Miscellaneous Ramblings by Tony Clegg-Butt of Travel News

Posted on July 2nd, 2012
Categories: News

The debate rumbles on

In days of yore when we printed this little ditty, we had a very lively discussion about the correct spelling of the place name – Masai Mara National Reserve, more accurately the word Masai. A lot of people tend to spell it with a AA – Maasai, in line with the spelling of the tribe of the same name. The language is after all Maa. It was agreed pretty conclusively by scholars and laymen alike, that the correct spelling was that of the tribe name.

The fault, if you can call it that, lay in our colonial past – where it was gazetted as a place name with a single A. An oversight surely, but perhaps not necessarily so. In the article in this issue, Meet David Read, we learn of a man who grew up among the Masai from a very young age and should know if anybody really knows.

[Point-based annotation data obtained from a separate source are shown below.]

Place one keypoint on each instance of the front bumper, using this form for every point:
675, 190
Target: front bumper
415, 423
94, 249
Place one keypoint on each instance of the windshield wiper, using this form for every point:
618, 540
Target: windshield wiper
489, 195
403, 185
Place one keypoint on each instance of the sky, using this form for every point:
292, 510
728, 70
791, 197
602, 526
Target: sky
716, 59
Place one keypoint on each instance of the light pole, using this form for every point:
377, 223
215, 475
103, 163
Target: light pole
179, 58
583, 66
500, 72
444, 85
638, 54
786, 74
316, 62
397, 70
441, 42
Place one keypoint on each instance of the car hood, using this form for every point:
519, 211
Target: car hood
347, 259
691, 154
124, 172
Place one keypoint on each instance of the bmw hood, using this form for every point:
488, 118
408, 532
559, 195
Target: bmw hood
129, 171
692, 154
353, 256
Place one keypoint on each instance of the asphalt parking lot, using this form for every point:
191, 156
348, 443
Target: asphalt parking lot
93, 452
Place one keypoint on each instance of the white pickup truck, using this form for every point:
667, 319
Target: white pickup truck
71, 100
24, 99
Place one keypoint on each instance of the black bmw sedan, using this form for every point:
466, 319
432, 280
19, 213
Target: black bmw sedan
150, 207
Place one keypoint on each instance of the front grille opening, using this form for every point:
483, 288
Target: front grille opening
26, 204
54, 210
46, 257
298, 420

He insists on spelling it with a single A in all of his books, as that is the way it is, end of story, according to David.

There is a school of thought that the AA spelling came from our frightfully frightfully colonial past, who after all called the port city of Mombasa, Mom’baah’sa (some still do). So Masai became Maah’sai.

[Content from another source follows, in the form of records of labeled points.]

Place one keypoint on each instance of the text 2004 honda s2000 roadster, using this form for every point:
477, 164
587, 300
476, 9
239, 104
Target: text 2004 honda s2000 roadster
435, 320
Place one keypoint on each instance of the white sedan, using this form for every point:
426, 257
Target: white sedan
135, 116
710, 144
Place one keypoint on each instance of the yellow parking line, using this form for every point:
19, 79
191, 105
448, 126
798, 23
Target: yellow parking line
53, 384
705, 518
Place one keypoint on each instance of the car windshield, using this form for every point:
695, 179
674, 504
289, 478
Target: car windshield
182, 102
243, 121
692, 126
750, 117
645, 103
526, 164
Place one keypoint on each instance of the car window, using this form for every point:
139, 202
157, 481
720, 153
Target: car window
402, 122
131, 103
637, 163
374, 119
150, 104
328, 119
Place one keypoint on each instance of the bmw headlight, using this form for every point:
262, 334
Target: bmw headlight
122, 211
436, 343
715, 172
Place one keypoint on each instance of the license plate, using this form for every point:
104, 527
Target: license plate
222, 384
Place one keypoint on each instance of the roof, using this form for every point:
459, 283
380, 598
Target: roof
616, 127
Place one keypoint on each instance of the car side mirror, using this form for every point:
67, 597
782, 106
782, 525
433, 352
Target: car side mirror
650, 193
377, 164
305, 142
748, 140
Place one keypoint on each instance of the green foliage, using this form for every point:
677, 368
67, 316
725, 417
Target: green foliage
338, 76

I know that all of this might not be terribly interesting, just a bit of even more useless information to share with your bored dinner guests.

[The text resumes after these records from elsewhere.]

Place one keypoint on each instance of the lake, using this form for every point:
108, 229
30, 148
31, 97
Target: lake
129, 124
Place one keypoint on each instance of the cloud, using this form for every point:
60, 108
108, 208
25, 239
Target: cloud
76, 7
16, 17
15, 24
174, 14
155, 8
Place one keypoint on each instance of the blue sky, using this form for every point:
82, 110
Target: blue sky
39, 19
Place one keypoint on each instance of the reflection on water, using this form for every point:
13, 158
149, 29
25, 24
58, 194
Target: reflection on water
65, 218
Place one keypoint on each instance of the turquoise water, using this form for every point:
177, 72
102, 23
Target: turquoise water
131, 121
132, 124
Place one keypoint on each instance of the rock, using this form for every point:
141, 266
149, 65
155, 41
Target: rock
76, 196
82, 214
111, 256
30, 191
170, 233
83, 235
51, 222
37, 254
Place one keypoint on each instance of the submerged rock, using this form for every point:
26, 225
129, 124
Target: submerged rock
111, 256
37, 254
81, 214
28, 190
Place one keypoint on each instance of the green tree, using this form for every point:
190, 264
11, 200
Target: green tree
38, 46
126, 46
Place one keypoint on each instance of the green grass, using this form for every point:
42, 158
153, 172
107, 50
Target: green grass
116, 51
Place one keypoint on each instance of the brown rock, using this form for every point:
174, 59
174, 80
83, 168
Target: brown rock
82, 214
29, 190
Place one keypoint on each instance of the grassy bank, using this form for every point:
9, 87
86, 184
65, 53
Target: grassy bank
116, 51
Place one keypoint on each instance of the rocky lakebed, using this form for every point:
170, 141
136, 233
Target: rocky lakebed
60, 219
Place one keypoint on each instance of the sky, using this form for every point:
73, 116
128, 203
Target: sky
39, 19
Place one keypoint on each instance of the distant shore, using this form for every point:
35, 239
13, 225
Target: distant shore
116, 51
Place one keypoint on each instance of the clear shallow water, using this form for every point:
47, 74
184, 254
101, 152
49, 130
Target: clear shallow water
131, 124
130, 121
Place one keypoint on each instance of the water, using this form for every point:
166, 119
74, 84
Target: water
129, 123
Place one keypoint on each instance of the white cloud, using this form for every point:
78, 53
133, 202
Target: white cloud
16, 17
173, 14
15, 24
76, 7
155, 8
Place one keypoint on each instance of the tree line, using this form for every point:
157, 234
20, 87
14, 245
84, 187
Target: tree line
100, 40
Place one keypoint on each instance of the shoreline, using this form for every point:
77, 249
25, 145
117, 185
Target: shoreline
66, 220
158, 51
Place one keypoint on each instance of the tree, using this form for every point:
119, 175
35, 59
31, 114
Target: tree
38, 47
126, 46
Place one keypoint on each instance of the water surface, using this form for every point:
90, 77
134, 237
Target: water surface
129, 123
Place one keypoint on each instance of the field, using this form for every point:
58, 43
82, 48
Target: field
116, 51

On a similar note, Serena Hotels & Lodges did spades of research to determine what the correct spelling for their new luxury camp in Soysambu was. Was it Elmentaita, or the more commonly spelt Elementaita. Here is another Masai word spelt incorrectly, for the research concluded that the correct spelling was Elmentaita. Maybe per the previous Maah’sai and Mom’baah’sa scenarios, to the high and the haughty, it became El’aah’mentaita.

Now you know

I was in Mombasa last weekend, when I received over breakfast an SMS from a local newspaper telling me that foreign governments were ordering their citizens to abandon the town, due to an imminent terrorist attack.

So what did that do to a morning full of appointments?

It was actually quite simple. A colleague encouraged me that as we were not foreign we wouldn’t be at risk and that all should be OK. Sound advice, I don’t think, but encouragement nonetheless.

The appointments were kept without a worry, followed by lunch at the Tamarind, just reward for our high-risk adventure.

But the strange thing was that I didn’t see anywhere a heightened state of security, not even at the airport when I departed. We all know a hand grenade was detonated in a far-flung suburb the following evening while fans watched the England vs. Italy Euro quarter-final.

I mourn the loss of three innocent lives that this caused.

There is now an aura of ‘I told you so’ – which really gets up my nose.

My question is really – if foreign governments know so much, and I’m sure they do, why do they only hand out just enough information as to put the fear of God into the population, instead of dealing with the miscreants who intend to disrupt our peaceful country. Not going into Mombasa would have been a victory for the terrorists, and I’m happy that we recorded the victory and survived to tell the tale.

What a victory celebration we had at the Tamarind, the best seafood in the world washed down by copious Dawas – aaah, to be in Kenya!